La RATP a mis en place une ligne directe, le 3117, pour permettre aux victimes de signaler les agressions.

Vendredi, aux alentours de 18h30, Helena, une adolescente de 16 ans prend le métro à la station Villiers, dans le 8e arrondissement de Paris. Cette élève en première école de cuisine est alors victime d'une agression sexuelle.

"Je sens une main sur mes fesses. Je me dis que c'est mon sac et je n'y prête pas attention", raconte-t-elle sur notre antenne. "Mais la main est allée plus loin que mes fesses... Je me suis retournée et j'ai giflé l'homme."

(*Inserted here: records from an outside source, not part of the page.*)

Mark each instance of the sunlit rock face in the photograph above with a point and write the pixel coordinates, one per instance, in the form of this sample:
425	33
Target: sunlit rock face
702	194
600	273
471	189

L'individu recule alors de quelques mètres avant d'interpeller de nouveau la jeune femme. Il sort son sexe et se masturbe devant elle. Cette dernière sort alors son téléphone et filme la scène. 

"J'étais choquée", réagit-elle. Et de déplorer: "on a peur de mettre une jupe, on a peur de mettre un décolleté. On ne peut pas s'habiller normalement car on se dit qu'il y aura des hommes qui vont nous regarder avec un regard vicieux ou malsain."

"Inaction" de la RATP

"La région Ile-de-France, Ile-de-France mobilités et la RATP auraient tout à fait les moyens de mettre plus d'agents et d'agentes à disposition et de les former en cas d'agression sexuelle. Ils auraient les moyens de faire une nouvelle campagne de prévention", déplore Anaïs Leleux, militante féministe et créatrice du hashtag #Balancetonmétro. Il y a quelques mois, elle avait ainsi incité les victimes de harcèlement dans les transports à témoigner sur les réseaux sociaux et avait assigné la RATP en justice pour "inaction".

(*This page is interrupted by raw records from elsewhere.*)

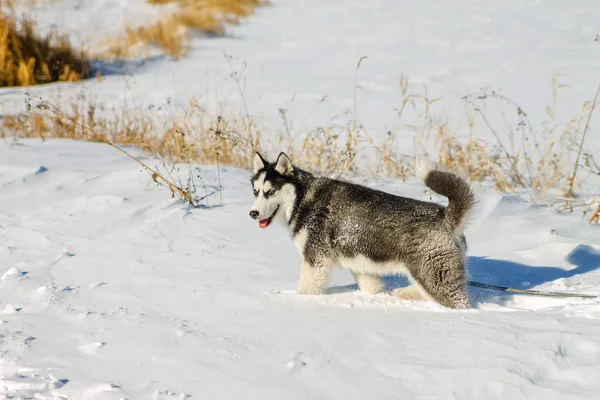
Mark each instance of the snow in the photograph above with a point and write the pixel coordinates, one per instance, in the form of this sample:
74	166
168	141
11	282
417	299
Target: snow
111	289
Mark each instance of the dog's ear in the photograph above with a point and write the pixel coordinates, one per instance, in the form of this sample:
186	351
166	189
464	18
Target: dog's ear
259	162
284	164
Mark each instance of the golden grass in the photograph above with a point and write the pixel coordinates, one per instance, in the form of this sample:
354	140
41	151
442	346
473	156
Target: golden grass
518	158
27	58
172	33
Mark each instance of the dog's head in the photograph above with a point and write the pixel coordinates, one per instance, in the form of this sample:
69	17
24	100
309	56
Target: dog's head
274	191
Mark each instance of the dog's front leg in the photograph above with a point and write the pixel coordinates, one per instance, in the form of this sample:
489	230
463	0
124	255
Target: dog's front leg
313	278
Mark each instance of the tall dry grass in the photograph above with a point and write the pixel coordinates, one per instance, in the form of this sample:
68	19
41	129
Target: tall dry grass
172	32
518	156
27	58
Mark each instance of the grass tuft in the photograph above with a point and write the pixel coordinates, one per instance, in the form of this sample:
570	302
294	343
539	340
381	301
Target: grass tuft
27	58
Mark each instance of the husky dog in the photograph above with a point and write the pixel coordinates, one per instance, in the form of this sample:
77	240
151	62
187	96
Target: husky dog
369	232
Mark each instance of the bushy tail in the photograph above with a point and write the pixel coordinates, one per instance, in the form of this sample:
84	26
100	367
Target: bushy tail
461	199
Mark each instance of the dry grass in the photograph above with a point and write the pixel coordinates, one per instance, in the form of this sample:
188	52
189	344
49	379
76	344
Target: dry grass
517	158
172	32
27	58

La RATP affirme de son côté avoir renforcé son dispositif de lutte contre les agressions sexuelles. Une ligne directe, le 3117 a été mis en place pour permettre aux victimes de signaler les agressions.

Au moins 267.000 personnes, "essentiellement des femmes", ont subi des harcèlements ou des agressions à caractère sexuel en 2014 et 2015 dans les transports en commun, estimait l'Observatoire national de la délinquance et des réponses pénales (ONDRP) dans un rapport publié fin 2017.